As I approached the maitre 'd at China Tang my heart soared. No, it wasn't on account of the fact that she was drop dead gorgeous, but because she was engaged in a stand-up row with two disgruntled customers. They'd booked a table for six at 9pm and were understandably upset that their party still hadn't been seated at 9.35pm. Further investigation confirmed that the bar was full of angry punters nursing similar grievances. From a restaurant critic's point of view, such chaotic scenes are a godsend. What could provide better copy than a highly fashionable restaurant in a state of total meltdown?
Alas, I was destined to be disappointed since, in most other respects, this new restaurant in the basement of the Dorchester is pretty impressive. As the name implies, China Tang is the latest venture from David Tang, the entrepreneur and socialite behind the Shanghai Tang clothing empire and one of the backers of Cipriani, currently the hottest restaurant in Mayfair. I'd actually been to China Tang once before, but that was on a Tuesday lunchtime and it was almost completely deserted. This time round it was heaving, giving the impression that David Tang has a bona fide hit on his hands.
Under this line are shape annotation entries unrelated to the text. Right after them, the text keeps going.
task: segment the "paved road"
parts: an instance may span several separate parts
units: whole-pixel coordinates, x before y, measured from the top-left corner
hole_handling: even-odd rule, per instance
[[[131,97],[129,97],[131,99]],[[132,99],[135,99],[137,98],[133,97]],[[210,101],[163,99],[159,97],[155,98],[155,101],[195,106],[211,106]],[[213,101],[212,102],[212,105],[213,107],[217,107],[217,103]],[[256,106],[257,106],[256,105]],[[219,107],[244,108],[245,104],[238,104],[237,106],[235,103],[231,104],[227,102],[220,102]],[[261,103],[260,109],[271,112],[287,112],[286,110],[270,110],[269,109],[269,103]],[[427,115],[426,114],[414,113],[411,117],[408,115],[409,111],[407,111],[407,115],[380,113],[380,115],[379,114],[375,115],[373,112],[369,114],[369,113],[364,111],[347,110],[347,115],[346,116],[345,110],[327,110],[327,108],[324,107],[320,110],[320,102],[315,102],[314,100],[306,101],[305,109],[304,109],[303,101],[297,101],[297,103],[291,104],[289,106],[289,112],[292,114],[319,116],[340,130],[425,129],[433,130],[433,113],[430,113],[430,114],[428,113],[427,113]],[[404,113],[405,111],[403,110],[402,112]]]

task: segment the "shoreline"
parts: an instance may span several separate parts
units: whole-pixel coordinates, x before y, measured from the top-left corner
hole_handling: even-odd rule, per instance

I ended up waiting 20 minutes, which is fairly normal for a hot restaurant, and the bar area is quite a pleasant place to hang out. With its sumptuous leather seats and teak wood panelling, it's almost like being ensconced in a Roll's Royce. There are plenty of people-watching opportunities, too, the typical customer being a louche, fortysomething playboy with a pretty young girl on his arm. If Prince Andrew ever manages to persuade Keira Knightley to go out on a date, this is where he'll take her.
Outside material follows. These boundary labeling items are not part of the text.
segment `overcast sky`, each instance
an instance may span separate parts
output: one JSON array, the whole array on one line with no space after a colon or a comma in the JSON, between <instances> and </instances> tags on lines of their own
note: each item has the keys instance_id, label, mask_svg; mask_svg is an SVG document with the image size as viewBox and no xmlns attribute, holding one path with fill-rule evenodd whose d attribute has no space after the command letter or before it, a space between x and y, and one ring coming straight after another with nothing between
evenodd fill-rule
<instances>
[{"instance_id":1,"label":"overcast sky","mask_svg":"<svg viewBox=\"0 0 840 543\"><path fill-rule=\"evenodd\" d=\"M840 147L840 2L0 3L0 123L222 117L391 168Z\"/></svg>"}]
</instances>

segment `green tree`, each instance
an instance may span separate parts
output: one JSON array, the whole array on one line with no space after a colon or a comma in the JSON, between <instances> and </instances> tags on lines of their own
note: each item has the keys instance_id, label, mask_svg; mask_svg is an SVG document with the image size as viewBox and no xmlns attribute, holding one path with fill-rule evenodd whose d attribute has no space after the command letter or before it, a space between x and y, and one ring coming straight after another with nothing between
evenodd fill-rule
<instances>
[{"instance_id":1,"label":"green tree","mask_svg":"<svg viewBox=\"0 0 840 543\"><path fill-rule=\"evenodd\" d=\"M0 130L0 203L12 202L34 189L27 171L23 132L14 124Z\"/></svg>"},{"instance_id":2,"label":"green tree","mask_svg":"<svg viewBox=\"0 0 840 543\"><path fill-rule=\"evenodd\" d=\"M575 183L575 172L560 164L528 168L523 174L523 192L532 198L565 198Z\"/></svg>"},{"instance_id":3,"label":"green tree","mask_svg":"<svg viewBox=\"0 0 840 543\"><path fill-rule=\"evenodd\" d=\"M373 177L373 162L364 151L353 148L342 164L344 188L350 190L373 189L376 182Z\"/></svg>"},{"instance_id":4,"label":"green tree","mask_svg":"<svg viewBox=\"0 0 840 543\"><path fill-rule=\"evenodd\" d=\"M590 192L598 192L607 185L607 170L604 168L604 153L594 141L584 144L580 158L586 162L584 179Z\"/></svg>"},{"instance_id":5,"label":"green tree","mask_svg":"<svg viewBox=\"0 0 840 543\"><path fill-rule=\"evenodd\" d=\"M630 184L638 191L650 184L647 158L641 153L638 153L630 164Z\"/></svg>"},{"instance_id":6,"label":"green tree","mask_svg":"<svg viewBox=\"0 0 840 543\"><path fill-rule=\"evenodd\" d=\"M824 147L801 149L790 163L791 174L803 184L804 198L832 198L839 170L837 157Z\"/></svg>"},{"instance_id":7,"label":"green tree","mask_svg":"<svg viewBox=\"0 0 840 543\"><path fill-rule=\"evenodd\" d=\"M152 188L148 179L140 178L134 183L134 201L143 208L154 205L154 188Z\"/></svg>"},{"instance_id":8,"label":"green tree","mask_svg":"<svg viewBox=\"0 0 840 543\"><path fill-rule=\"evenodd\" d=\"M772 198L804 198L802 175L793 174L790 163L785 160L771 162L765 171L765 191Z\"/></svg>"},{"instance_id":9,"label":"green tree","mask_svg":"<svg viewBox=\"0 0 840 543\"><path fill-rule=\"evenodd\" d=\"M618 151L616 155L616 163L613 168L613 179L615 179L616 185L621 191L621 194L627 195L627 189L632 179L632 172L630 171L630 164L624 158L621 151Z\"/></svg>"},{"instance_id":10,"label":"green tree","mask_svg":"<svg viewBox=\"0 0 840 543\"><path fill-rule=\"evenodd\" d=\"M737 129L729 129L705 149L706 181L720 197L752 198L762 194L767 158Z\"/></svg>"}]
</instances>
The dining room itself is a bit more ostentatious. As we walked in, my companion said she felt as if she was entering one of Saddam Hussein's palaces and, even if that was a little harsh, the interior certainly wouldn't have looked out of place in Dictators' Homes, Peter York's new coffee table book. The main dining area is dominated by four mirrored pillars and the walls are decorated with large, garish paintings. If I had to sum it up, I'd say it looked like the grandest Chinese restaurant in Beverly Hills, rather than an authentic slice of Cantonese culture.
On my first visit, I had a two-course meal that consisted entirely of Peking duck, but this time round I was more adventurous, starting with an assortment of dim sum and following up with fried chicken, minced pigeon and wok fried prawns. It was all above average, if not quite up to the standards of Hakkasan and Yauatcha, currently the two best Chinese restaurants in London. My only real complaint concerns the price, which was extortionately high. For instance, my dish of wok fried prawns was £22, which, given that it only included five prawns, works out at £4.40 per mouthful. They were good, but not that good.
My favourite member of staff was the sommelier. I'm a connoisseur of snotty French waiters, but this man deserves a Chevalier Medal. He first corrected by pronunciation of "Pinot Blanc", then my pronunciation of "Hugel"--not bad for a conversation that lasted only 10 seconds. He didn't merely correct it, either, but feigned not to understand what I was saying, as if sounding the "c" in "Blanc" made the word utterly incomprehensible. I take my hat off to David Tang, who must have had to trawl the grandest restaurants in Paris to find such a prize specimen of the breed.
All in all, then, not a bad new addition to the ranks of London's plutocratic eating houses, though anyone interested in checking it out should avoid the second sitting in the evening if they don't want to be kept waiting for 45 minutes.